On this day each year, on the 11th day of the 11th month, when we remember and honor those who died in war, we not only reflect on the human sacrifice of conflict, but also on a sad irony: that the seeds of war are often planted at the moment of surrender.
Every generation, it seems, is burdened by the deeds of its predecessors.
As we seek to understand the conflicts in the Middle East today, our thoughts on this Remembrance Day go back to the First World War because of its pivotal importance.
It was supposed to be the "war to end all wars." Sadly, after nine million soldiers and five million civilians lay dead on all sides, and twenty-one million remained wounded, the peace treaty that was signed laid the foundation for yet another global conflict.
The Treaty of Versailles imposed such punitive measures on Germany that the treaty became a primary cause of the rise of the Nazi Party and the subsequent onset of World War II.
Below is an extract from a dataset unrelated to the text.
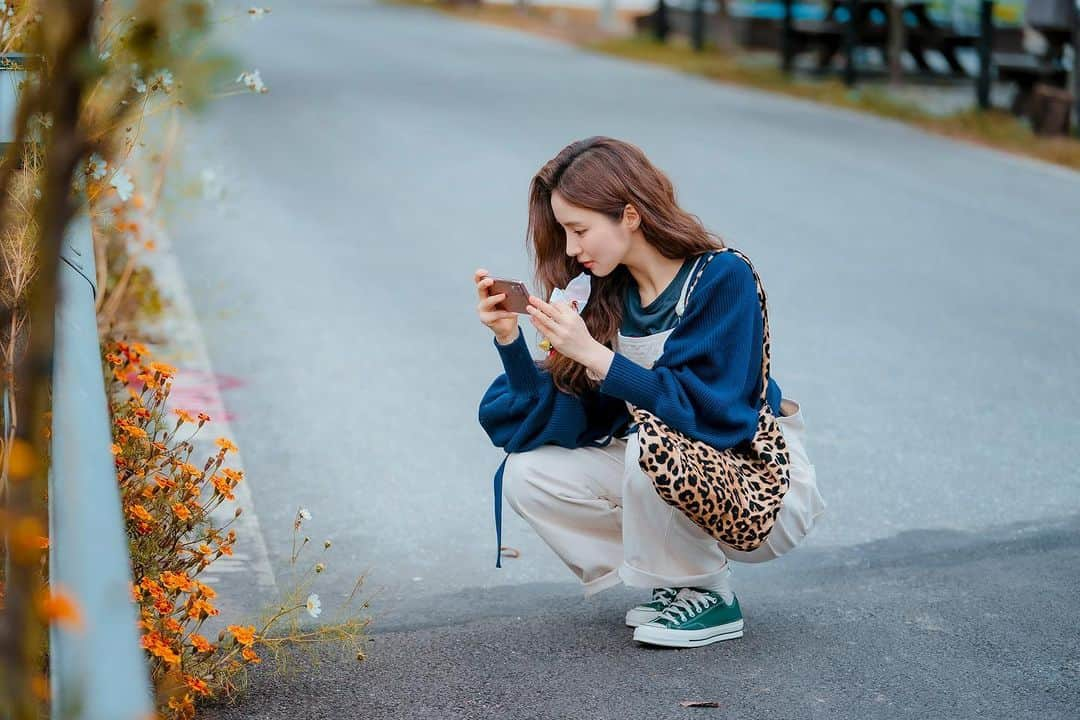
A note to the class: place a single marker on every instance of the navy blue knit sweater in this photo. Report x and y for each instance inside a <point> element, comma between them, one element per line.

Now, as we reflect on the wars in Iraq and in Afghanistan, we see a similar pattern replaying itself. As a result of poor management by the forces that ousted the previous regimes, the situation is grim: societies in chaos followed by the struggle for some semblance of stability. The disaffection and suffering of millions of civilians and subsequent exploitation of the situation by militant forces have resulted in insurgency and internal conflict; in short, a real mess.
At the end of the Second World War, the Allies faced a similar dilemma. While it's true that the power struggle between Russia and her Western allies sowed the seeds of a divided Europe, it's also true that the world responded very differently towards the countries in need. The cessation of hostilities led to the Marshall Plan and the rebuilding of Europe. The United States also led the rebuilding of Japan, another defeated power. As a result, Europe and Japan recovered, the seeds of the European Common Market (now the EU) were sown, and these nations became contributors to peace and stability in the world.
As we recognize the collective sacrifices of humanity at war, let us hope that we also remember that what we do when hostilities end is just as critical in honoring those who died and those who remain with us, on all sides of a conflict.